Re: Replay(backfill) DLT CDC using kafka

532664 · ‎01-03-2024

@jcozar
I'm using Kafka directly as a source in DLT. The bronze table is set up to receive binlogs data from Kafka as follows:

@dlt.table
def bronze_table():
    spark.readStream \
        .format("kafka") \
        .option("kafka.bootstrap.servers", kafka) \
        .option("subscribe", topic) \
        .load()

This data is received in a format with an 'after' section containing column and value information, like:

(This format from debezium, https://debezium.io/documentation/reference/stable/connectors/mysql.html)

{ "before": null, "after": { "col1": "hello", "col2": "world", ... "col10": 0 }, ... }

To create silver table from the 'after' JSON in bronze table, I've used a schema with the from_json function.
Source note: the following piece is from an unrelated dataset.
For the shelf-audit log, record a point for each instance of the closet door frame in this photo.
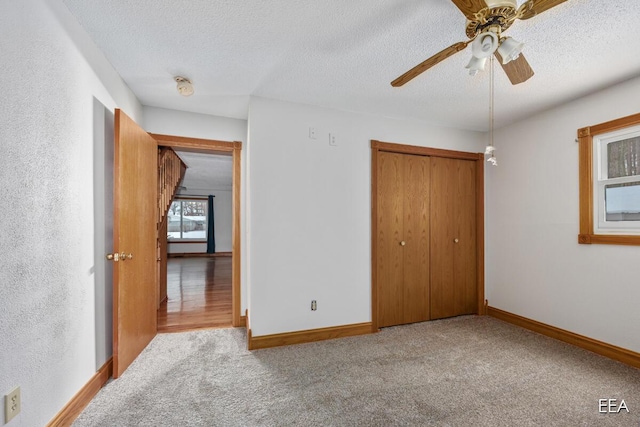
(379, 146)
Initially, the schema had issues, leading to incorrect data types and null values. (col10 in example) I've changed the schema in from_json and performed a selected refresh.

# wrong schema
schema = StructType([ \
    StructField('col1', StringType(), True), \
    StructField('col2', StringType(), True), \
    ....
    StructField('col10', BooleanType(), True)
 ])

# edited schema 
schema = StructType([ \
    StructField('col1', StringType(), True), \
    StructField('col2', StringType(), True), \
    ....
    StructField('col10', IntegerType(), True)
 ])


@dlt.table
def silver_table():
    dlt.read_stream("bronze_table").withColumn("after", from_json(col("after"), schema))

Although we're not using Unity Catalog tables, our bronze table still retains all the information.

Let me know if you need more specific information!